In the document, the tax body adds that it generally does not consider cryptocurrencies to be currency or “stock or marketable securities.”
This factor, it would seem, has a particular significance in the way that the tax authority regards cryptocurrency-based loans.
In fact, it would appear that HMRC would like to stay well out of loans that involve cryptocurrencies.
The document outlines,
“HMRC does not consider exchange tokens [Bitcoin and major altcoins] to be money. In addition, there is typically no counterparty standing behind the token and, as such, it does not seem that the token constitutes a debt.

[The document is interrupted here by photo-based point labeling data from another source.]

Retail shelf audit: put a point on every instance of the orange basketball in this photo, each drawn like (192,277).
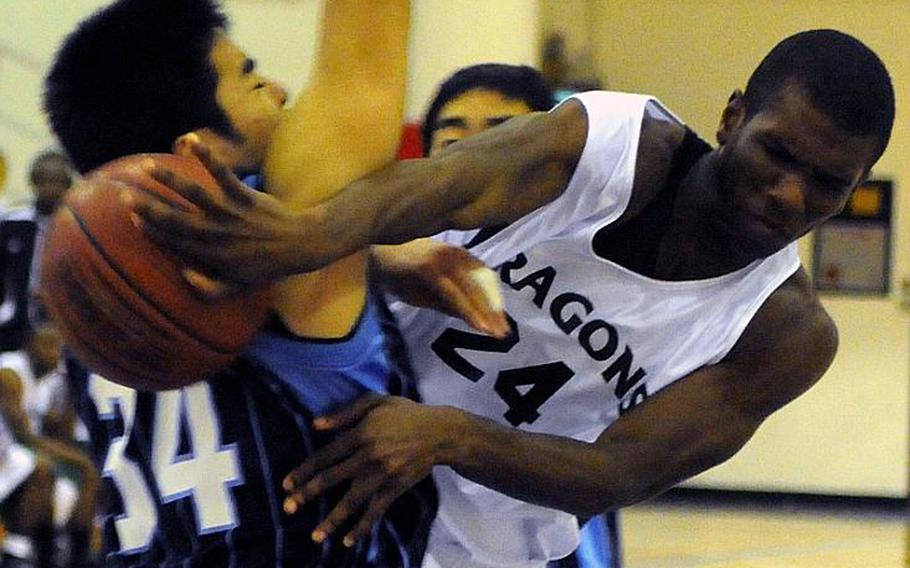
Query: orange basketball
(120,301)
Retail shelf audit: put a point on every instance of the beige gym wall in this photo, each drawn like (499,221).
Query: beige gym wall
(279,34)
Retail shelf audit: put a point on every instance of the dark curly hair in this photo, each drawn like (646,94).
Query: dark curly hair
(518,82)
(133,77)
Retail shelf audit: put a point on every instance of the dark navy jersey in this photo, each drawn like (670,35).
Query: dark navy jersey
(194,475)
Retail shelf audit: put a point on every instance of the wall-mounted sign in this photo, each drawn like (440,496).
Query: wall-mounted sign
(853,249)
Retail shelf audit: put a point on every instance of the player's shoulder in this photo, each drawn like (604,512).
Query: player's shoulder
(791,334)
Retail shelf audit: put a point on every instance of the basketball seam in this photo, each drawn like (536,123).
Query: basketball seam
(132,285)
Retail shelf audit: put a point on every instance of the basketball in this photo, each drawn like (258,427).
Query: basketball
(120,301)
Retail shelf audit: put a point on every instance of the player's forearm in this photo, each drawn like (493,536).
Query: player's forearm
(494,177)
(577,477)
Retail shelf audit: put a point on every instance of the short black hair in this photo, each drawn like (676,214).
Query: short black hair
(518,82)
(133,77)
(843,77)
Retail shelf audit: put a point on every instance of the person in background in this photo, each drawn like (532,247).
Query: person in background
(470,101)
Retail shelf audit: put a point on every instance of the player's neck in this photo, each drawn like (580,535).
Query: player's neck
(697,244)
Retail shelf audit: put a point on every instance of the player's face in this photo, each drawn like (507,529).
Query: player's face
(786,170)
(473,112)
(253,103)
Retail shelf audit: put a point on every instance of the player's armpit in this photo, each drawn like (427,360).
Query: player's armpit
(445,278)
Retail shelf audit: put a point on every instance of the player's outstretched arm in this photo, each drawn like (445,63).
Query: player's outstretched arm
(690,426)
(493,177)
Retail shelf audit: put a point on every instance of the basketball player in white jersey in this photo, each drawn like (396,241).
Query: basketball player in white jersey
(664,312)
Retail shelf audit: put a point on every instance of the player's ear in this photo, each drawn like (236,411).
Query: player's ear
(733,116)
(221,149)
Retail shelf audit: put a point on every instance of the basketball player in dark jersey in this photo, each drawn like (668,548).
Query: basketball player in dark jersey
(195,474)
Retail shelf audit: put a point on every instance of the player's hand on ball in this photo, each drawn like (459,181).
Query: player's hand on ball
(389,444)
(448,279)
(241,240)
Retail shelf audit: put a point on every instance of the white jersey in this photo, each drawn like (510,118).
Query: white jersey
(591,339)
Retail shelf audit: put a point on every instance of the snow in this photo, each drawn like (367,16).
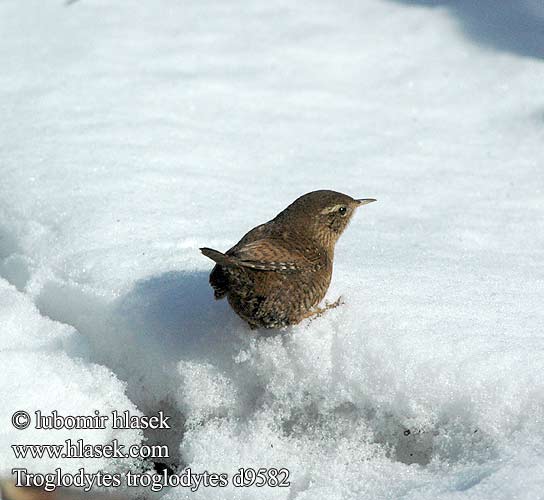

This means that exchange tokens do not create a loan relationship.”
It also adds a proviso that companies choosing to pay staff in cryptocurrencies must do so under “benefits in kind” rulings, which means Income Tax and National Insurance would both be payable in the same way as employees would be paid in GBP.
The previous guidelines for individuals document also expressed similar sentiments.
Airdrops, meanwhile, will only be subject to taxation if they are received in exchange for a service.
The tax authority added that yet more rulings would be forthcoming, explaining, “The tax treatment of security tokens and utility tokens will be addressed in future guidance.”